What are Cgroups?
Cgroups is the abbreviation of control groups. It is a mechanism provided by the Linux kernel that can limit, record and isolate the physical resources (such as cpu,memory,IO, etc.) used by process groups. Originally proposed by google engineers, it was later integrated into the Linux kernel.
What can Cgroups do?
The initial goal of cgroups is to provide a unified framework for resource management, which not only integrates the required cpuset and other subsystems, but also provides interfaces for the development of new subsystems in the future. Cgroups are now applicable to a variety of application scenarios, from resource control of a single process to OS Level Virtualization.
cgroups subsystem
Its implementation principle is to set the parameters of various Linux subsystem s, and then bind the process with these subsystems.
Linux subsystem has the following types:
- blkio
- cpu
- cpuacct counts the CPU usage of processes in cgroup
- cpuset
- devices
- freezer user suspends and resumes processes from the group
- memeory controls the memory usage of processes in cgroup
- net_cls
- net_prio
- ns
By installing the cgroup tool
$ apt-get install cgroup-tools $ lssubsys -a cpuset cpu,cpuacct blkio memory devices freezer net_cls,net_prio perf_event hugetlb pids rdma
cgroups hierarchy
The function of hierarchy is to organize a group of cgroups into a tree structure so that cgroups can inherit
A cgroup1 limits the CPU utilization frequency of the processes (P1, P2, P3) under it. If you want to limit the memory of process P2, you can create cgroup2 under cgroup1 to inherit from cgroup1, which can limit the CPU utilization, and set the memory limit without affecting other processes.

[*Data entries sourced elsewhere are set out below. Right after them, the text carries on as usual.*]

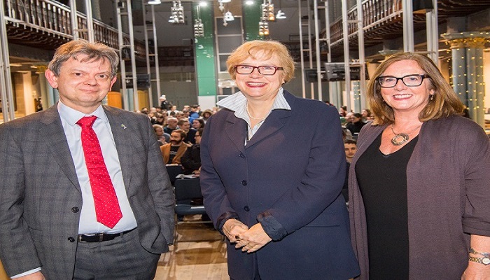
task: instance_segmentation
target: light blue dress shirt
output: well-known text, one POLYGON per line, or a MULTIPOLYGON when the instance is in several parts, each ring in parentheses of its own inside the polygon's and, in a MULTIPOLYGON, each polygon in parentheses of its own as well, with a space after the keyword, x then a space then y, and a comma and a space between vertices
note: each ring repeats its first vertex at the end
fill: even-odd
MULTIPOLYGON (((282 88, 279 88, 279 91, 277 92, 277 95, 276 95, 276 98, 274 99, 274 104, 272 104, 272 107, 270 109, 271 111, 276 109, 291 109, 289 104, 288 104, 286 98, 284 98, 284 94, 283 93, 284 91, 284 90, 282 88)), ((265 118, 263 120, 258 122, 253 127, 252 127, 250 122, 250 118, 246 112, 246 97, 243 93, 241 93, 241 92, 238 92, 222 100, 220 100, 218 103, 216 103, 216 105, 218 106, 225 107, 234 111, 235 117, 241 118, 246 122, 248 130, 248 132, 247 134, 248 139, 245 139, 245 144, 246 144, 246 142, 252 138, 255 132, 257 132, 257 130, 260 128, 262 124, 264 123, 264 121, 267 119, 267 117, 265 118)), ((269 112, 269 113, 270 113, 270 112, 269 112)), ((268 115, 267 115, 267 116, 268 115)))
POLYGON ((68 141, 68 146, 70 148, 71 158, 75 164, 75 170, 78 178, 80 188, 82 190, 83 202, 80 214, 78 234, 118 233, 136 227, 137 225, 136 218, 127 200, 114 137, 111 130, 111 125, 107 120, 107 116, 102 106, 99 106, 94 112, 87 115, 68 107, 61 102, 59 102, 58 112, 61 117, 62 125, 63 125, 63 130, 68 141), (94 197, 92 194, 88 172, 87 171, 87 165, 85 164, 85 159, 82 148, 80 136, 82 128, 76 124, 78 120, 88 115, 97 117, 92 127, 97 135, 97 138, 104 139, 103 141, 99 141, 101 149, 102 150, 102 156, 115 190, 119 206, 122 213, 122 218, 112 229, 97 222, 95 216, 94 197))

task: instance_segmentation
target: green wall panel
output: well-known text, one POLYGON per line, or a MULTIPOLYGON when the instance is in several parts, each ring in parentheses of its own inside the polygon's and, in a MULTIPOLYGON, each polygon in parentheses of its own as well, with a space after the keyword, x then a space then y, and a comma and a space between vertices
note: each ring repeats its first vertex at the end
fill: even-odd
POLYGON ((263 40, 264 37, 258 34, 258 22, 262 16, 262 2, 253 1, 253 4, 247 5, 242 2, 244 29, 245 41, 263 40))
MULTIPOLYGON (((200 15, 204 24, 204 37, 195 37, 196 77, 200 96, 216 95, 216 59, 214 57, 213 3, 201 6, 200 15)), ((197 6, 192 5, 192 24, 197 18, 197 6)))

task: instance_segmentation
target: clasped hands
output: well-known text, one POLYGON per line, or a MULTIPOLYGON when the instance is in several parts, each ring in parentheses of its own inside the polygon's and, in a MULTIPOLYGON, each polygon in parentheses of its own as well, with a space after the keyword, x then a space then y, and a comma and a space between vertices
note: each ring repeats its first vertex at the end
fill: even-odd
POLYGON ((248 228, 237 219, 230 219, 225 222, 223 232, 231 243, 235 243, 234 247, 241 248, 243 252, 253 253, 272 240, 265 233, 260 223, 256 223, 248 228))

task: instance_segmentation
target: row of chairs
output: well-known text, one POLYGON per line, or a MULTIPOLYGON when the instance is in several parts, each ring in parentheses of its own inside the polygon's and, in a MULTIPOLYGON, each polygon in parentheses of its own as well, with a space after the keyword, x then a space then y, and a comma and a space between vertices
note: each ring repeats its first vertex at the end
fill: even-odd
POLYGON ((167 167, 167 172, 170 178, 170 182, 174 186, 175 192, 175 230, 174 231, 174 245, 177 246, 178 237, 178 225, 189 223, 211 223, 211 220, 206 219, 186 220, 183 217, 190 215, 202 215, 206 216, 206 209, 203 205, 196 205, 193 202, 202 200, 201 185, 199 178, 177 178, 178 175, 182 174, 181 165, 169 165, 167 167))

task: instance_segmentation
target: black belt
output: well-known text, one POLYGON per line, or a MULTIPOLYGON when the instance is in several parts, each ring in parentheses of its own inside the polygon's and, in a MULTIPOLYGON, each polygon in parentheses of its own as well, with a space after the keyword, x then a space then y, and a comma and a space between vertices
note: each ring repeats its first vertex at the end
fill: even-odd
MULTIPOLYGON (((135 227, 136 228, 136 227, 135 227)), ((78 234, 78 242, 103 242, 112 240, 117 237, 131 232, 134 228, 120 233, 96 233, 94 234, 78 234)))

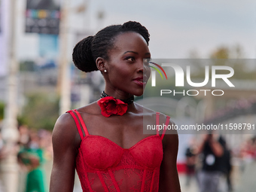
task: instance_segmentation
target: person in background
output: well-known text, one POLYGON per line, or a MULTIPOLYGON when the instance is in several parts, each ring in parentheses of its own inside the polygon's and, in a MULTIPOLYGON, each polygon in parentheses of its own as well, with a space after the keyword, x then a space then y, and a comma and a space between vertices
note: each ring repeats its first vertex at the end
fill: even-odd
POLYGON ((35 131, 31 131, 28 142, 20 146, 18 160, 28 171, 25 191, 47 191, 45 174, 42 168, 44 150, 40 146, 40 138, 35 131))
POLYGON ((223 175, 223 147, 216 139, 216 135, 209 133, 205 136, 198 151, 199 154, 203 154, 202 170, 198 175, 200 191, 218 192, 220 179, 223 175))

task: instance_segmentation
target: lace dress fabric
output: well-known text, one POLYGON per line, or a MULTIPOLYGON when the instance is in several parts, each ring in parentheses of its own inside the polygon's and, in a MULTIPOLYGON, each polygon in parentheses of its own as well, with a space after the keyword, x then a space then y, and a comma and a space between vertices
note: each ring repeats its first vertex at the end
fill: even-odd
MULTIPOLYGON (((161 136, 157 131, 157 135, 123 148, 107 138, 90 135, 81 114, 76 110, 68 112, 82 139, 76 170, 84 192, 158 191, 165 130, 161 136)), ((167 116, 166 125, 169 121, 167 116)), ((158 112, 156 122, 158 125, 158 112)))

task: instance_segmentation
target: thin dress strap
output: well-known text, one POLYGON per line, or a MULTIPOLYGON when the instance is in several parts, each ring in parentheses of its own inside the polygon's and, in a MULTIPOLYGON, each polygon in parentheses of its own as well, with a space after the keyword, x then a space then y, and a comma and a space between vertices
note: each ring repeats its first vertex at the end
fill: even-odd
POLYGON ((89 136, 89 133, 88 133, 87 128, 86 127, 85 123, 84 123, 84 120, 82 119, 82 117, 81 116, 79 112, 76 109, 74 109, 74 110, 68 111, 66 111, 66 113, 69 113, 72 116, 72 117, 73 117, 73 119, 74 119, 74 120, 75 122, 75 124, 77 126, 77 128, 78 128, 78 133, 79 133, 81 139, 84 139, 84 134, 83 134, 83 132, 82 132, 82 129, 84 130, 85 136, 89 136), (79 121, 80 121, 81 124, 82 125, 82 127, 81 127, 79 121))
MULTIPOLYGON (((160 117, 160 113, 159 112, 156 112, 156 130, 157 130, 157 136, 159 136, 159 130, 158 130, 158 127, 159 127, 159 117, 160 117)), ((166 129, 167 129, 167 126, 169 125, 169 119, 170 119, 170 117, 169 117, 168 115, 166 115, 166 128, 163 127, 163 133, 162 133, 162 135, 161 135, 161 139, 163 140, 163 136, 164 136, 164 134, 166 133, 166 129)))
POLYGON ((158 126, 159 126, 159 115, 160 115, 160 112, 157 112, 157 113, 156 113, 156 130, 157 130, 157 136, 159 136, 159 130, 158 130, 158 126))
POLYGON ((170 117, 169 117, 168 115, 166 115, 166 123, 165 123, 165 125, 166 125, 166 129, 163 129, 163 133, 162 133, 162 135, 161 135, 161 139, 163 140, 163 136, 164 136, 164 134, 166 133, 166 130, 167 130, 167 126, 168 126, 168 125, 169 125, 169 119, 170 119, 170 117))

The kernel uses cgroups structure to express the resource constraints on one or several cgroups subsystems. It is organized in the form of a tree, which is called hierarchy
cgroups and processes
Relationship among hierarchy, subsystem and cgroup process group
hierarchy only implements the inheritance relationship, and the real resource restriction still depends on the subsystem
By attaching the subsystem to the hierarchy,
Add the process group to the hierarchy (task) to realize resource restriction
As can be seen from this figure:
- A subsystem can only be attached to a hierarchy
- A hierarchy can attach multiple subsystem s
- A process can be a member of multiple cgroups, but these cgroups must be in different hierarchies.

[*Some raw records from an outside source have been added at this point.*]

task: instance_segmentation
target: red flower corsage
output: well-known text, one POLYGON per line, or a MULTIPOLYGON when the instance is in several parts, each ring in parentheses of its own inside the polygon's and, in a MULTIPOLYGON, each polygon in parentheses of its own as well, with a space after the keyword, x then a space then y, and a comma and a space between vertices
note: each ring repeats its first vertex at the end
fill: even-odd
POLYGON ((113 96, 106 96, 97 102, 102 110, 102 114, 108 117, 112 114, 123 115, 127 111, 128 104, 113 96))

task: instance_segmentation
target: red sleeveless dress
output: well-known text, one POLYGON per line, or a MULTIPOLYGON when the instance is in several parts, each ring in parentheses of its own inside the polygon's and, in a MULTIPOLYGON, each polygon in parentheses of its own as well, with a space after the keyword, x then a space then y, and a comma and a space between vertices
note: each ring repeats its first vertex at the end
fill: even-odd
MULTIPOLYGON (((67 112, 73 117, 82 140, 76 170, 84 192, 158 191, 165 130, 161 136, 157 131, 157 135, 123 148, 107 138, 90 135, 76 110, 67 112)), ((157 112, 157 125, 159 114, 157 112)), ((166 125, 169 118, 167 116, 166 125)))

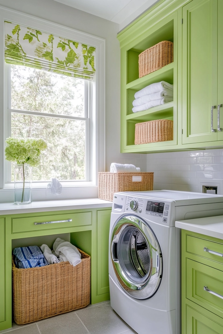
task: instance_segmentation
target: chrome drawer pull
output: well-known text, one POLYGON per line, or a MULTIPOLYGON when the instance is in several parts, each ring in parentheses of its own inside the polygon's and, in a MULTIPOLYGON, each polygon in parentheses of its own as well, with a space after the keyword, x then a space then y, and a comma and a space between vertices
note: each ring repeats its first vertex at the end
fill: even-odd
POLYGON ((215 106, 212 106, 211 111, 211 128, 212 132, 215 132, 216 131, 215 129, 213 129, 213 109, 216 108, 215 106))
POLYGON ((42 224, 53 224, 54 223, 65 223, 66 221, 72 221, 72 219, 66 220, 55 220, 54 221, 44 221, 43 223, 34 223, 34 225, 40 225, 42 224))
POLYGON ((221 295, 219 295, 218 293, 216 293, 216 292, 214 292, 214 291, 212 291, 211 290, 209 290, 207 287, 204 287, 204 290, 205 291, 207 291, 207 292, 209 292, 210 293, 211 293, 212 295, 214 295, 214 296, 216 296, 217 297, 219 297, 219 298, 221 298, 222 299, 223 299, 223 296, 222 296, 221 295))
POLYGON ((220 128, 220 108, 222 106, 222 105, 218 105, 218 131, 222 131, 222 128, 220 128))
POLYGON ((222 254, 221 253, 218 253, 217 252, 214 252, 214 251, 211 251, 211 249, 209 249, 208 248, 207 248, 207 247, 204 247, 204 252, 206 252, 208 253, 211 253, 211 254, 214 254, 215 255, 218 255, 218 256, 223 257, 223 254, 222 254))

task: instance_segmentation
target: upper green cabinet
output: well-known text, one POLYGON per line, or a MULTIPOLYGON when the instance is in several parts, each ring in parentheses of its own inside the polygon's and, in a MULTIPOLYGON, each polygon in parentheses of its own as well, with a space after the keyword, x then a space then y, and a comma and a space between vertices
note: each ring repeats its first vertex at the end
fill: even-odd
POLYGON ((183 144, 218 139, 217 4, 193 0, 183 8, 183 144))
POLYGON ((118 34, 121 152, 223 147, 223 16, 222 0, 160 0, 118 34), (139 54, 165 40, 173 62, 139 78, 139 54), (136 92, 161 80, 173 84, 173 101, 133 113, 136 92), (173 140, 134 145, 135 124, 159 119, 173 121, 173 140))

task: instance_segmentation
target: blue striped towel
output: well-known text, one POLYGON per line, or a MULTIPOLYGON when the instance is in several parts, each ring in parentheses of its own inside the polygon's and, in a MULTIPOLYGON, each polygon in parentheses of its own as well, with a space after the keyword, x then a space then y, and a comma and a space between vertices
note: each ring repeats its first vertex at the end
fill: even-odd
POLYGON ((15 257, 16 267, 20 269, 43 267, 49 264, 37 246, 14 248, 13 254, 15 257))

- When a process fork s out a child process, the child process is in the same cgroup as the parent process, or it can be moved to other cgroups as needed.
cgroups file system
The underlying implementation of cgroups is hidden by the VFS (Virtual File System) of the Linux kernel, exposing a unified file system API excuse to the user state. Let's experience the use of this file system:
- First, create and mount a hierarchy (cgroup tree)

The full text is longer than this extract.